Caminamos como una manada ruidosa por las calles desiertas, mareadas por la cerveza y la excitación. Marce vomitó ni bien nos bajamos del taxi, tuvimos que llevarla entre dos para que no se cayera y sentarla en un escalón mientras abrían la puerta. De lejos reconocí a Tomás parado, fumando, vestido de negro. El saco de cuero le quedaba grande y parecía más encorvado que de costumbre. Se me cerró el estómago antes de bajar del coche: si estaba Camila iba a querer irme y si no estaba la noche se iba a convertir en un suplicio, esperando a que el pibe se dignara a hablarme. Cuando nos vio hizo un gesto con la cabeza pero al pasar por al lado de ellos no nos  saludamos.
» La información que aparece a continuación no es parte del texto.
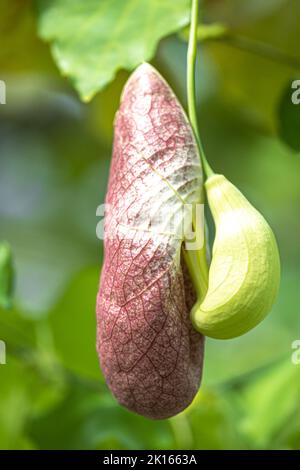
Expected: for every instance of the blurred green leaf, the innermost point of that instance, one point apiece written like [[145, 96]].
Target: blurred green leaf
[[6, 275], [269, 404], [73, 325], [94, 421], [289, 119], [92, 40], [23, 49]]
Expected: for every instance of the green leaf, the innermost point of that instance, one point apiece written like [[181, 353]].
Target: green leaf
[[289, 117], [6, 275], [91, 40]]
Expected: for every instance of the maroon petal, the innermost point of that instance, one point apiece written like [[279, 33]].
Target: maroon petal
[[150, 355]]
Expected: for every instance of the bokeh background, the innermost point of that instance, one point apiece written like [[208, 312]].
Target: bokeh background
[[54, 162]]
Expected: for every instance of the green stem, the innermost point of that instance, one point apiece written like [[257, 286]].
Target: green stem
[[196, 259], [191, 88]]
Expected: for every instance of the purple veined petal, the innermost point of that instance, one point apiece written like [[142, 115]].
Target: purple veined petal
[[149, 353]]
Armamos un montoncito con las camperas, a un costado, y nos paramos al lado del escenario. Las chicas morían por el cantante y lo miraban fijo, como perdidas, solo les faltaba el hilito de baba y mugir. El pogo se puso intenso y sentí un codazo en las costillas que me dejó unos segundos sin aire pero ninguna se dio cuenta porque bailaban sacadas y medio borrachas. No les dije nada: a veces me aburrían y me parecían unas egoístas de mierda, como esa noche.
Cuando los músicos se tomaron un descanso decidí sentarme sola contra una pared con las piernas flexionadas y la cabeza apoyada sobre una de las rodillas aplastando el cachete. El piso estaba frío. Tenía el jean negro ajustado, un suéter gris enorme y las All Star rojas.
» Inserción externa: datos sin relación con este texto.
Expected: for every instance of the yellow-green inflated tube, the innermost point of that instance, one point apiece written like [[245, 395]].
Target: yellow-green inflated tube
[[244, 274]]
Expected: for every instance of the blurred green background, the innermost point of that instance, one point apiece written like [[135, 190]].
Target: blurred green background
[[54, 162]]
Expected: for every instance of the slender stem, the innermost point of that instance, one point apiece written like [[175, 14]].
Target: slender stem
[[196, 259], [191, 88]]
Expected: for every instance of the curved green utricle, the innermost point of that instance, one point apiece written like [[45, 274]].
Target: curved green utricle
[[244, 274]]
Las chicas seguían tomando pero yo no quise comprar más. No entendía la gracia de emborracharse y la cerveza me daba dolor de panza. Desde donde estaba podía ver a Tomás mover el pie siguiendo el ritmo de la música y aspirar el porro gordo y desprolijo que le pasaban, retenía el humo unos cuantos segundos mientras Mariano le decía algo al oído. Cuchicheaban como viejas de barrio.
La gente empezó a moverse y lo perdí pero no tuve ganas de pararme. Además, ¿qué quería ver? Nunca hacía nada. El sueño y el hastío me mareaban, prendí un cigarrillo y deseé  estar en mi cama o en lo de Nati- todavía no habíamos decidido en qué casa quedarnos- pero las demás querían aguantar hasta el final. Levanté la cabeza, como por obligación. Ninguna me llamó. Debatía entre arrastrarme un poco más cerca o quedarme en mi rincón cuando se me acercó un chico:
-Hola, ¿estás aburrida?
Me habló al oído porque los bajos estaban fuertísimos.
-¿Por qué no vamos a otro lado? –siguió.
-Tengo que esperar a mis amigas –contesté gritando.
Era alto, muy flaco y tenía el pelo de un negro tan brilloso que parecía azul, recogido en una cola de caballo. Lo que más me llamó la atención fueron las pestañas larguísimas, femeninas, que enmarcaban unos ojos almendrados, oscuros. Parecía más grande que nosotras. Quiso saber si iba muy seguido al lugar y yo moví la cabeza despacio de un lado para el otro. Lo miraba fijo y no hablaba.
Después preguntó cómo me llamaba y antes de que pudiera contestarle me estampó un beso baboso con gusto a chicle, alcohol y tabaco. Besaba bien. Pasó la lengua por los dientes, rozó las encías de los dos lados y me pasó la mano por la cabeza antes de meterla debajo del pantalón. Abrí los ojos.